PULMONARY HYPERTENSION DUE TO LUNG DISEASES AND/OR HYPOXIA
Chronic lung disease can cause a rise in the pressure of the pulmonary arterial bed through various mechanisms, depending upon the disease. They include the following:
- Chronic hypoxia which leads to vasoconstriction
- Destruction of the alveolar capillary bed, such as in emphysema
- Compression of the arteries by surrounding scar tissue, such as in pulmonary fibrosis or interstitial lung disease
CHRONIC THROMBOEMBOLIC PULMONARY HYPERTENSION
The disease in this fourth group is the result of a blood clot in a vein breaking off and lodging chronically in one of the two main pulmonary arteries. It results in obstruction of the vessel. Vasoconstriction then follows and leads to remodeling – changes in the structure – of the more distal arterial bed, such that the vessels become narrow.
MULTIFACTORIAL PULMONARY HYPERTENSION
Group 5 pulmonary hypertension does not fit into any of the other 4 groups in terms of cause or disease linkage. Most times, the mechanism of the disease is not well-understood. It tends to occur with a variety of blood, metabolic, renal, and other disorders. Some of the more common ones are sickle cell disease and sarcoidosis.
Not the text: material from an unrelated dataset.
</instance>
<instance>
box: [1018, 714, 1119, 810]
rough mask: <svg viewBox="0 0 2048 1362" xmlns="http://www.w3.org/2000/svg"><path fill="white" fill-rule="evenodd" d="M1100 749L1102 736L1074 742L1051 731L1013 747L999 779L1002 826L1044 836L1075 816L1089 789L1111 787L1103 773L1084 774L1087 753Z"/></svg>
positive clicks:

Pulmonary Hypertension Common Denominators
Regardless of the cause or type of the disease, persistently increased pressure over time, causes the arteries of the lungs to become narrow and thickened. As flow through them decreases, oxygenation drops due to a number of factors. In addition, long-standing increased pulmonary arterial pressure places a strain on the right ventricle, the result of which tends to be right-sided heart failure. Right-sided heart failure is the most common cause of death due to the disease.